The new report said that the plane was turned back manually.

LONDON -- A new report investigating the March 2014 disappearance of Malaysia Airlines Flight MH370 does not conclude why the aircraft vanished, the lead investigator said on Monday.

The report confirmed that the plane diverted from its path, with lead investigator Kok Soo Chon saying at a presentation that MH370 turned back manually, not under autopilot, but they could not say why.

“We cannot rule out unlawful interference by a third party,” he added.

Kok said the team looked into the pilot and first officer’s background. They were qualified, well-rested and showed no signs of anxiety or stress, he said. The plane did not have a malfunction or defect that could explain the disappearance, he said.

He also addressed allegations made against one of the pilots, who had a flight simulator in his home. In October 2017, a report by the Australian Transport Safety Bureau said that captain Zaharie Ahmad Shah used his home simulator to fly a route that was similar to part of the route flown by MH370. However, the investigators concluded there was nothing suspicious about this information.

They also found no evidence to support a theory that the plane could have been taken over by remote control, said Kok.

The investigation had been described as a "final report," but in his opening remarks Kok said, "This is not a final report."

Malaysia Airline Flight 370 departed Kuala Lumpur International Airport at 12:41 a.m. local time on March 8, 2014 en route to Beijing. At 1:19 a.m. the crew sent a final radio transmission: “Goodnight, Malaysian three seven zero.”

Sometime during the first hour of flight, investigators say, the aircraft's automated data system and the jet's transponder were shut off. Those two separate actions, which killed the aircraft's ability to send location data to those on the ground, suggest that someone was alive and conscious inside the cockpit at the time.

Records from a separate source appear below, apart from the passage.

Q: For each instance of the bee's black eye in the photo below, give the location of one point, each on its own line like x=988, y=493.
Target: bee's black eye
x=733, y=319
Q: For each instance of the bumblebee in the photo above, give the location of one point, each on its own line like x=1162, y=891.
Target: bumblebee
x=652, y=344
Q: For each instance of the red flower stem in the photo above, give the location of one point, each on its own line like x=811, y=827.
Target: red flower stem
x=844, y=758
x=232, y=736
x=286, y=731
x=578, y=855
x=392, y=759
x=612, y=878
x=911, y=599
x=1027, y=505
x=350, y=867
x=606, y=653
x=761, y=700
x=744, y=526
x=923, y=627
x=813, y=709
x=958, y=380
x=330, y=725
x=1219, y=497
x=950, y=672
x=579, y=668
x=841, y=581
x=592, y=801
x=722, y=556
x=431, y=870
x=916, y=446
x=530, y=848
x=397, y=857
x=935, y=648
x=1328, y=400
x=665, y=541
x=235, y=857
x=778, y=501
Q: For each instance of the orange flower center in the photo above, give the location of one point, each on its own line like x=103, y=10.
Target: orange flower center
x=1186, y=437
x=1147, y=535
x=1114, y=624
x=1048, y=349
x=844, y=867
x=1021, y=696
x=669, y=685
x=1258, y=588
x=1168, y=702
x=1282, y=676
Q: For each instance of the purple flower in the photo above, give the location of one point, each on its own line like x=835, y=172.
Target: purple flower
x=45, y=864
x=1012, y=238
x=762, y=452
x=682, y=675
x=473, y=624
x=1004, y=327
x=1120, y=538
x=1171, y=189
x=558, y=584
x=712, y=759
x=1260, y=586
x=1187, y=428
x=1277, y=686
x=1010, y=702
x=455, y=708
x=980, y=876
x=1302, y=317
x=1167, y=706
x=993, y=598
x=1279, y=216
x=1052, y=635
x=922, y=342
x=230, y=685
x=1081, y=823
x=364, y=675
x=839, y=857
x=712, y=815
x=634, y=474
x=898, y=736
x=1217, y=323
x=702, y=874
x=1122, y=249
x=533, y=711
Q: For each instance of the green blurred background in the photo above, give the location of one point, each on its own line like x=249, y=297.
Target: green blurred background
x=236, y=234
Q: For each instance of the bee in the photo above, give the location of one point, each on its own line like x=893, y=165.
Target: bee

Frantic days followed the plane’s disappearance with searches in the South China Sea, but eventually the focus turned to a 120,000-square-mile swath of the Indian Ocean after analysis of radar, debris and ocean currents indicated the plane flew in a southern direction into the Indian Ocean and ended in an area investigators call the seventh arc, west of Australia.

All that has ever been found of the doomed jet were a few small pieces of debris that washed up in eastern Africa, including a flaperon that washed up on Reunion Island in June 2015.

U.S. company Ocean Infinity later took over the search, but in May the search ended with no significant findings.